Defense Secretary Donald Rumsfeld said in a recent television interview
that he had not seen any evidence since December 2001 that Bin Laden was
still alive.
“I
don’t believe I’ve seen a hard piece of information that would
persuade me that he was alive since last December, and it’s now
September,” Rumsfeld told CNN television last month.
“He
may be alive, he may be dead, he may be injured, but I've not seen
anything that persuades me that I could have high confidence with
respect to any one of these three answers,” he said.
Days
after Rumsfeld’s comment, a man claiming to be an ex-Taliban diplomat
told a secret press conference in the Pakistani frontier town of
Peshawar that both Bin Laden and Mullah Omar were alive.
Omar,
who was rarely seen in public even before he fled Taliban’s last
stronghold in December, has also proved frustratingly elusive to his
pursuers.
Legend
has it he drove away from the southern city of Kandahar on a motorbike
after a surrender deal brokered by current Afghan President Hamid
Karzai.
“Mullah
Omar is alive and is inside Afghanistan. I met him 15 days back,”
Naseer Ahmed Roohi, who claimed to be the former first secretary of the
Taliban's embassy in the United Arab Emirates (UAE), told reporters.
“Omar
is also in touch with Osama bin Laden. Osama is neither dead nor has he
come to Pakistan,” he said.
“He’s
alive and in contact with Mullah Omar.
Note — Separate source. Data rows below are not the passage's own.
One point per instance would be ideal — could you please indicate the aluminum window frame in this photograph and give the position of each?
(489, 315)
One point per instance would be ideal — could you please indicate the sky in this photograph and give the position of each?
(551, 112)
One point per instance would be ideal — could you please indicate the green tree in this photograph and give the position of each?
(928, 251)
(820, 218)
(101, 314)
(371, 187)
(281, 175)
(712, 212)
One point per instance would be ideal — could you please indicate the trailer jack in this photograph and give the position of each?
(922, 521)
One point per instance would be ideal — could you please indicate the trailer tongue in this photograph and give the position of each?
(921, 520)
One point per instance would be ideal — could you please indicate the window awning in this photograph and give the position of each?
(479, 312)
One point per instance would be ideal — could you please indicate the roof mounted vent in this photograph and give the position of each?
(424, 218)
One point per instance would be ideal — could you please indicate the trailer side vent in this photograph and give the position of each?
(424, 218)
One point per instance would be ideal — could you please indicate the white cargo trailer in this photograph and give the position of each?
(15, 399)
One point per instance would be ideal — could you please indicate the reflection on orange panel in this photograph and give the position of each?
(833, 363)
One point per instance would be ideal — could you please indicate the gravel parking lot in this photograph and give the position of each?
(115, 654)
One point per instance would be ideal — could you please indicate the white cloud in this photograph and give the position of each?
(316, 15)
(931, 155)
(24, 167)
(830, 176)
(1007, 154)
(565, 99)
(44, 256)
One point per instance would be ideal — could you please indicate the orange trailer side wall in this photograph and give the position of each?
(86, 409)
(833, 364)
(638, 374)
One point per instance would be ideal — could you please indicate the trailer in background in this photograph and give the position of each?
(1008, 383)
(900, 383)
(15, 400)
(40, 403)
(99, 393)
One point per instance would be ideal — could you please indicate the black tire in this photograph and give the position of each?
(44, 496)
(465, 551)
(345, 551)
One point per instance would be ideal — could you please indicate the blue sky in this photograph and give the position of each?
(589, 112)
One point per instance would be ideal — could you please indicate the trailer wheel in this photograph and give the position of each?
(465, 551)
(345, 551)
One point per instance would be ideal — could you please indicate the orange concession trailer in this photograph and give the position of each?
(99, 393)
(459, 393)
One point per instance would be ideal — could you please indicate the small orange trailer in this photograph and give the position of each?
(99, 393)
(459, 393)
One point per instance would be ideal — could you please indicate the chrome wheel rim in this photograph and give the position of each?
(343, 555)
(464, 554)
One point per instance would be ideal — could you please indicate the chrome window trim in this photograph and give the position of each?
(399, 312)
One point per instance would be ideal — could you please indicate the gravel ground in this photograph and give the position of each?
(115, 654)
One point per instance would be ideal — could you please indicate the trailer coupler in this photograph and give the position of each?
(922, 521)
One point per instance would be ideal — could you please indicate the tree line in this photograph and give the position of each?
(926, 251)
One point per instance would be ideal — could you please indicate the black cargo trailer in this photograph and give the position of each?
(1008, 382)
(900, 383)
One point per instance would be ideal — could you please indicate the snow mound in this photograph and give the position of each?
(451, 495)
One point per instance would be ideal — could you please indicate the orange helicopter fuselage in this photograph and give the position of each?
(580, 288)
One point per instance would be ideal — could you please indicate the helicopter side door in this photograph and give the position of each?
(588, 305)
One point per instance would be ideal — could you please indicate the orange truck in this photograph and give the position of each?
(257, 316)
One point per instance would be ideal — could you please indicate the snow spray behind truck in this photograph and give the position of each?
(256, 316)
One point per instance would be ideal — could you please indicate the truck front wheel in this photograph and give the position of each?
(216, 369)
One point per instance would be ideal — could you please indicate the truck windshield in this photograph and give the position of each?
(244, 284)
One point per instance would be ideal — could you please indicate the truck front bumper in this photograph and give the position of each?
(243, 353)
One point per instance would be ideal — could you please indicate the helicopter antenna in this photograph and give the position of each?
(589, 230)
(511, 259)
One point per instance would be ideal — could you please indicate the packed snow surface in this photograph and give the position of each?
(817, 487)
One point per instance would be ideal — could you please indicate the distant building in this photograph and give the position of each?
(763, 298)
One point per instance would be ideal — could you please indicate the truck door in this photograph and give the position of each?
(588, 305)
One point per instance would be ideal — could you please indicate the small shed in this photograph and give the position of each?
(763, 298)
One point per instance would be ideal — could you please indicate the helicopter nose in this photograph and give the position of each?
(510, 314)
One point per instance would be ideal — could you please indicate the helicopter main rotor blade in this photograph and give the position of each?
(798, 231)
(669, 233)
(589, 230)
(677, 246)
He’s inside Afghanistan, he
never crossed the border (into Pakistan).”
The
coalition was last sure it had located Bin Laden in December during a
military assault on the Tora Bora mountains, but many believe he and
other Al-Qaeda leaders may have taken advantage of a temporary ceasefire
to slip away.
Nothing
has been heard from him since, apart from a videotape message aired in
December but thought to have been filmed weeks earlier.
The
capture of several of his leading operatives in Pakistan has fuelled
theories that Bin Laden is among many Al-Qaeda and Taliban fighters who
have fled over the porous border from Afghanistan.
Although
Pakistan President Pervez Musharraf has said he wouldn’t “entirely
rule out” the notion that Bin Laden was in Pakistan he more recently
said he was convinced the Saudi-born millionaire was not in his country.
“I
can say it for sure,” he told reporters after addressing the U.N.
General Assembly last month.
“He
is about six-feet-five (nearly two meters) and moves, I am sure, with a
large protection force, maybe a couple of hundred people,” Musharraf
said. “Now this is really very recognizable.”